On April 11, 1938, electrodes were applied to the temples of Enrico X, as Cerletti, Bini, and several other colleagues witnessed the first convulsions induced by electricity to treat mental illness. After seven more treatments, Enrico X was discharged "cured" of schizophrenia.
Although electroshock probably affects many different processes in the brain, and depression and schizophrenia are heterogeneous diseases, the new understanding of glia implicates them in the therapeutic effects of shock therapy. Glia not only regulate neurotransmitters, they release growth factor proteins and other substances that stimulate growth of neurons, and immature glia can even give birth to new neurons. A recent discovery is that all antidepressant drugs stimulate the birth of new neurons.
The observation Meduna made about the imbalance of glia and his conjectures were correct, but they were a leap of faith into the unknown, spanning 77 years into the future of scientific research before an understanding would emerge of how glia, epilepsy, and schizophrenia could be coupled through glia. But was it ethical to experiment on mental patients this way?

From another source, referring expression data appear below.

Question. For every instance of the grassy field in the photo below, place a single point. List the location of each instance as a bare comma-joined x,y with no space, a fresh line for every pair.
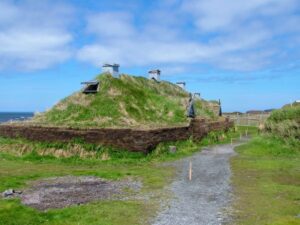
266,180
22,161
124,102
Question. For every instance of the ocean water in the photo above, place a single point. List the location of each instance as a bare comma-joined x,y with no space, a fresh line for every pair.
7,116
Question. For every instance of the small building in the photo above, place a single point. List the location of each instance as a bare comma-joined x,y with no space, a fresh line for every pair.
197,95
154,75
181,84
113,69
91,87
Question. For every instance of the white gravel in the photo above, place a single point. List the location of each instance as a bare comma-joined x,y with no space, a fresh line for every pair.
204,199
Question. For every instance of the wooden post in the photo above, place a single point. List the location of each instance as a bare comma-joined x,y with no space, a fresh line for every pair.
190,171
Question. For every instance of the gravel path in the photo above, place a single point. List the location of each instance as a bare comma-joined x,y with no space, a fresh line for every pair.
202,200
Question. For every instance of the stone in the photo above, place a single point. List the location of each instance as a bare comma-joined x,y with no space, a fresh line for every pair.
172,149
8,192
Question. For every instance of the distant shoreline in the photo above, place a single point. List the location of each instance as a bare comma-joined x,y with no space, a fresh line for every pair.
15,116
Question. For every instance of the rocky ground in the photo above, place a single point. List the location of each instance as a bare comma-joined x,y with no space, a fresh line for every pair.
203,200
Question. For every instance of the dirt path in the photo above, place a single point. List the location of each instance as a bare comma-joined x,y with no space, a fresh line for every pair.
202,200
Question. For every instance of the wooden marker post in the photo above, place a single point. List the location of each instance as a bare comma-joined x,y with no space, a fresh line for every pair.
190,171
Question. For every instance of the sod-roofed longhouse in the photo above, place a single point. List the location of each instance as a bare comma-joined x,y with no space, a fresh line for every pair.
124,102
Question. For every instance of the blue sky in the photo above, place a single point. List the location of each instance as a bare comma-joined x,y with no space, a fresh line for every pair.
246,53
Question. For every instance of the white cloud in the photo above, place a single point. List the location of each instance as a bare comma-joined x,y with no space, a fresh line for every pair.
112,24
227,34
218,15
34,35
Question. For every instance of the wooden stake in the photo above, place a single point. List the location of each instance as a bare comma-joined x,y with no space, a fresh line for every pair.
190,171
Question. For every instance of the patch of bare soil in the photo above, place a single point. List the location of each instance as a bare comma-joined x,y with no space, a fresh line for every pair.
61,192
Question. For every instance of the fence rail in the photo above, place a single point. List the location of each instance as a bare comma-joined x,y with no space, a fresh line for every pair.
248,119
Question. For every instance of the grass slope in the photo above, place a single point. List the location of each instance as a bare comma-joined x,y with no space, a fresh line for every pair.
125,102
266,180
285,123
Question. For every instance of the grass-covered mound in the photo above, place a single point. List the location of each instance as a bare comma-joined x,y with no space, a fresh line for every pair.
124,102
285,123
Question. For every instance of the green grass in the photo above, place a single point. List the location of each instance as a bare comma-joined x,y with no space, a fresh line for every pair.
266,179
125,102
285,123
15,172
17,169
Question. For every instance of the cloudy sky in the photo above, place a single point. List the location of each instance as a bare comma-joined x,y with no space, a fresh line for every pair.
246,53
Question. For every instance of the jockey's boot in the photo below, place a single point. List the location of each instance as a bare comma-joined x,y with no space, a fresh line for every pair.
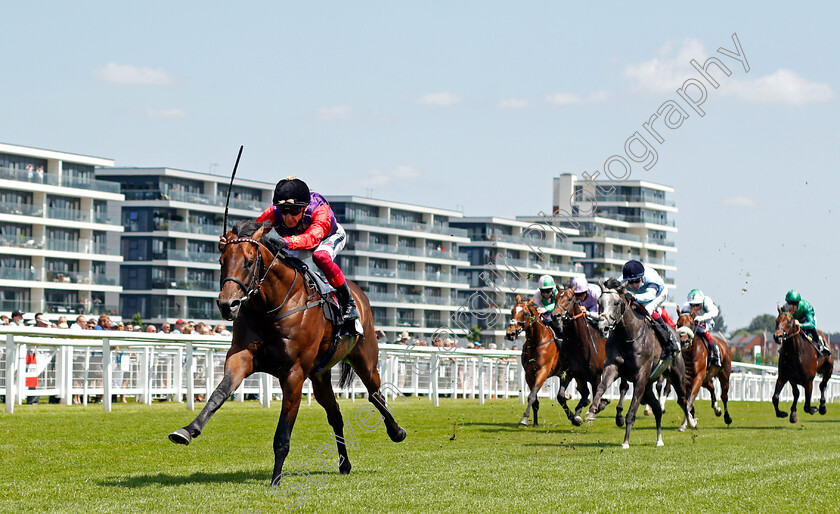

Modern laws and respect for ethics in medical research on humans would strictly bar what Meduna, Cerletti, and the others did. One wonders, when (if ever) would ECT have been attempted? Doctors caring for patients with life-threatening incurable illness, such as terminal cancer or serious mental illness, cannot apply experimental treatments to people without sufficient background knowledge, informed consent, and large-scale experimental design including randomized controls before seeking approval to test them on people. Meduna's experiments were unethical by modern standards, but they transformed thinking about mental illness, they led to a new effective treatment for a life-threatening disorder, and they fundamentally changed thinking about mental illness, which led to development of psychoactive drugs that are the mainstay of modern treatments for depression, schizophrenia, and many other mental illnesses.
Shock Therapy, A history of Electroconvulsive Treatment in Mental Illness, Edward Shorter and David Healy, Rutgers University Press, 2007.
Electroconvulsive Therapy, a Guide for Professionals and Their Patients, Max Fink, Oxford University Press, 2009.